In addition to the other answers here, which are totally sufficient for addressing your case, I'll just mention that you can also attach a Round Cube to a Cylinder if the vertex count of the circumference matches.

The benefit of doing this is that you get a nice evenly-spaced quad mesh that can be textured and deformed elegantly, without any pinching pole at the tip.

In order to add a round cube, first enable the Extra Objects add-on for meshes.

Add the round cube by pressing ShiftA.

Add a Round Cube

Delete half of the round cube (X) and add a cylinder while still in Edit Mode.
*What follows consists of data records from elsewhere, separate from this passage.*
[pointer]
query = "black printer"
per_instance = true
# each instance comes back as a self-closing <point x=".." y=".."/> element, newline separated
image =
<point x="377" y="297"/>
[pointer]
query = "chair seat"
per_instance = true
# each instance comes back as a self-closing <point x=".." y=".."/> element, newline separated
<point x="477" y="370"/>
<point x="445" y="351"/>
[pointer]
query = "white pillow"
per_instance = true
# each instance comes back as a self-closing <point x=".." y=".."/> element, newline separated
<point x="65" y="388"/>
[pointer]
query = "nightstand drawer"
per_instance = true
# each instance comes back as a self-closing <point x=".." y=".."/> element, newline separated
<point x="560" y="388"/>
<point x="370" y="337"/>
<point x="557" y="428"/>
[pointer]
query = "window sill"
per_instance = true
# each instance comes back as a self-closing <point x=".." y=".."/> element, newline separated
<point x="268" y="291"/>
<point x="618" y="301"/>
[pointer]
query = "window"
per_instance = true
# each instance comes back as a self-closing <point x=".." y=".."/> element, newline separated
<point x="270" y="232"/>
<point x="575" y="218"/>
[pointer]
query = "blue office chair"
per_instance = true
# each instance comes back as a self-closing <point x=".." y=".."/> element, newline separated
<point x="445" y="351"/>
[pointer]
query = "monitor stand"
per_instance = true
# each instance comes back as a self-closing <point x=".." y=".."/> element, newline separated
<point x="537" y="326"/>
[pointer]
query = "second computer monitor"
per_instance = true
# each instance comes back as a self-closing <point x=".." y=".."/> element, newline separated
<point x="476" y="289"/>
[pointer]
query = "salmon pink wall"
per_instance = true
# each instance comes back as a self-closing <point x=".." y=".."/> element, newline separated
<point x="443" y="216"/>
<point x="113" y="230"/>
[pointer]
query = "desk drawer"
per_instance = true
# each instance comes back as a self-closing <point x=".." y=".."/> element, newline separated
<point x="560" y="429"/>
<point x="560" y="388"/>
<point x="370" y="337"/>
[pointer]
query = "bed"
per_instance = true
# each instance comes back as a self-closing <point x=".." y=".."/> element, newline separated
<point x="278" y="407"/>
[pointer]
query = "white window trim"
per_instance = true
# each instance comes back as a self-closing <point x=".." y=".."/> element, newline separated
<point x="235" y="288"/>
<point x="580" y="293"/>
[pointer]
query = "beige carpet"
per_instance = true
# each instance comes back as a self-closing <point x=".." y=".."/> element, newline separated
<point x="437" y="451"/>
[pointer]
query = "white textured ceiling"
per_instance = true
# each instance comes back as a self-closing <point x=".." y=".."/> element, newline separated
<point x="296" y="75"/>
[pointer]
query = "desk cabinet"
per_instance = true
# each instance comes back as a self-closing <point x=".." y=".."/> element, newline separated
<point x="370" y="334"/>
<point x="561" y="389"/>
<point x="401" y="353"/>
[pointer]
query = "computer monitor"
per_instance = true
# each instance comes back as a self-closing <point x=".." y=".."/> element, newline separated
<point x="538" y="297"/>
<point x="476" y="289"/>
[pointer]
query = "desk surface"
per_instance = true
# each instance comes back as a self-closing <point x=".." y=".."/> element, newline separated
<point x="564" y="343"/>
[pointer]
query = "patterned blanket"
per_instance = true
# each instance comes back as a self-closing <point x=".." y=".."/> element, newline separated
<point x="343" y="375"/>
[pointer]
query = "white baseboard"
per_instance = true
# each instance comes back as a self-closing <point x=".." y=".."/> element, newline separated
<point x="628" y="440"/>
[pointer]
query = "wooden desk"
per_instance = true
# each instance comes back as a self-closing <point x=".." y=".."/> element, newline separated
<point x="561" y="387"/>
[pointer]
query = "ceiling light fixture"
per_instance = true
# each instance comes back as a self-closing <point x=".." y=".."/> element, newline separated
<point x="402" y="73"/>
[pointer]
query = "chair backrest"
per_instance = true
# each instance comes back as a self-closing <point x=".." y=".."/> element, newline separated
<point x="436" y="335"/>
Rotate either the cylinder or the round cube so that their vertices align.

Delete half of the round cube and add a cylinder while in Edit Mode

You can perform a Loop Cut (CtrlR) around the cylinder to form a holding loop that will keep your cylinder's edges straight up to the point where they join the round cube hemisphere.

Once the vertices that form the outer edge loops of the cylinder and round cube are overlapping and selected, (Border Select B should suffice) you can Merge them from the Specials Menu (W > "Remove Doubles"). Adjust the Merge distance as needed from the Operator Panel.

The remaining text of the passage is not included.